Dikutip dari buku “Hidup Sesudah Mati” karya KH Bey Arifin, dalam kitab tersebut Imam Ghazali menerangkan tentang pengertian roh. Menurut Imam Ghazali, roh mempunyai dua pengertian, yaitu penegrtian yang bersifat jasmani dan rohani.
Secara jasmani, menurut Imam Ghazali, roh itu adalah bagian jasmani manusia, yaitu zat yang sangat halus bersumber dalam ruang hati (jantung) dan menjadi pusat semua urat (pembuluh darah) yang terserak ke seluruh bagian tubuh manusia sehingga manusia dapat hidup dan bergerak, juga dapat merasakan berbagai perasaan, seperti pahit, manis, senang, susah, haus, lapar, dengan mata dapat melihat, dengna telinga dapat mendengar, dengan hidung dapat mencium, dan dengan otaknya dapat berpikir.
Sedangkan pengertian yang bersifat rohani, menurut Imam Ghazali, tidaklah termasuk bagian dari jasmani manusia, tetapi termasuk bagian rohani manusia, bagian yang halus dan gaib. Roh menurut pengertian yang kedua inilah manusia dapat mengenali dirinya sendiri dan mengenal Tuhannya, dapat mencapat berbagai macam ilmu pengetahuan, dapat berperikemanusiaan, berakhlak yang baik, dan berbeda dengan binatang.
Keadaan dan hakikat roh hanya Allah saja yang mengetahuinya. Roh itu adalah rahasia Allah, tidak dapat diketahui atau dipelajari oleh siapa saja, sekalipun para nabi dan rasul Allah sendiri.
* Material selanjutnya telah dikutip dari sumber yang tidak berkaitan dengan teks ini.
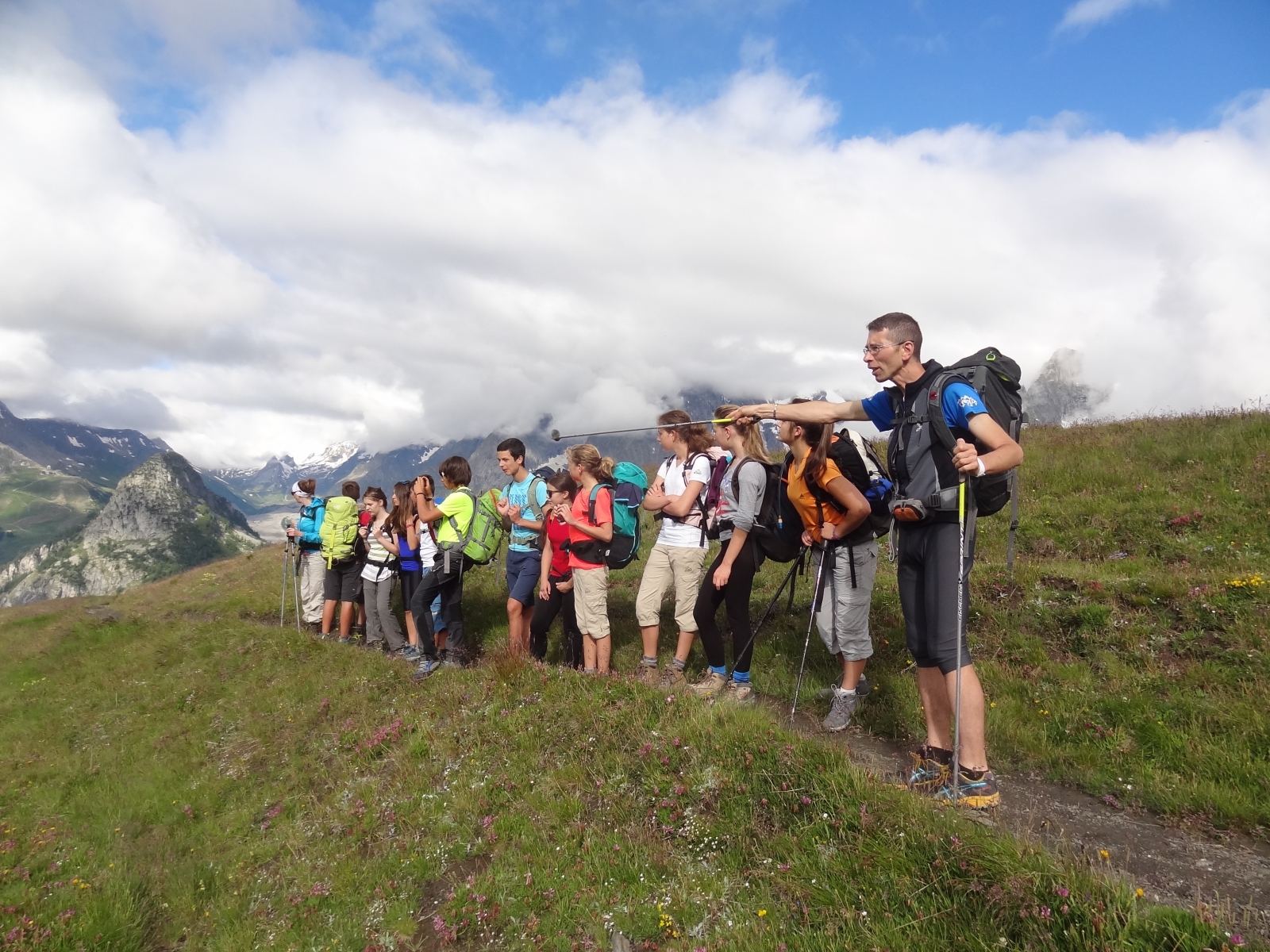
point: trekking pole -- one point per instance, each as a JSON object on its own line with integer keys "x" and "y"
{"x": 295, "y": 581}
{"x": 556, "y": 437}
{"x": 810, "y": 622}
{"x": 753, "y": 634}
{"x": 960, "y": 631}
{"x": 286, "y": 559}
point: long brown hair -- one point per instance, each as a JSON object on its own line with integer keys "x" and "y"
{"x": 696, "y": 436}
{"x": 586, "y": 456}
{"x": 818, "y": 437}
{"x": 751, "y": 433}
{"x": 403, "y": 508}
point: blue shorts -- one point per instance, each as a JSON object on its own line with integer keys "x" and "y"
{"x": 522, "y": 575}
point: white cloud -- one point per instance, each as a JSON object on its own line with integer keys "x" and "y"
{"x": 1085, "y": 14}
{"x": 323, "y": 254}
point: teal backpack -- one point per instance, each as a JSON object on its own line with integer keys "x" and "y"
{"x": 629, "y": 486}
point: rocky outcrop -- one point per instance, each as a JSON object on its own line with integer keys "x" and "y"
{"x": 160, "y": 520}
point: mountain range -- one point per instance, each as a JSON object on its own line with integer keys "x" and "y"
{"x": 159, "y": 520}
{"x": 268, "y": 488}
{"x": 56, "y": 474}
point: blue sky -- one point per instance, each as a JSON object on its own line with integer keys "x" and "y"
{"x": 211, "y": 205}
{"x": 889, "y": 67}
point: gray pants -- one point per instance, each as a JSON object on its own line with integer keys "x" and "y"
{"x": 313, "y": 577}
{"x": 844, "y": 616}
{"x": 381, "y": 625}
Allah Swt berfirman,
وَيَسْـَٔلُوْنَكَ عَنِ الرُّوْحِۗ قُلِ الرُّوْحُ مِنْ اَمْرِ رَبِّيْ وَمَآ اُوْتِيْتُمْ مِّنَ الْعِلْمِ اِلَّا قَلِيْلً
“Dan mereka bertanya kepadamu (Muhammad) tentang ruh. Katakanlah, “Ruh itu termasuk urusan Tuhanku, sedangkan kamu diberi pengetahuan hanya sedikit.” (QS. Al-Isra' Ayat 85).
Berdasarkan ayat tersebut, Imam Al-Ghazali melarang orang menyelidiki dan memikirkan tentang hakikat roh karena hal itu tidak dapat diselidiki selama-lamanya, dan hanya akan membawa kesesatan dan perdebatan saja. Dari situlah Nabi Muhammad Saw sendiri tidak diperbolehkan menerangkannya.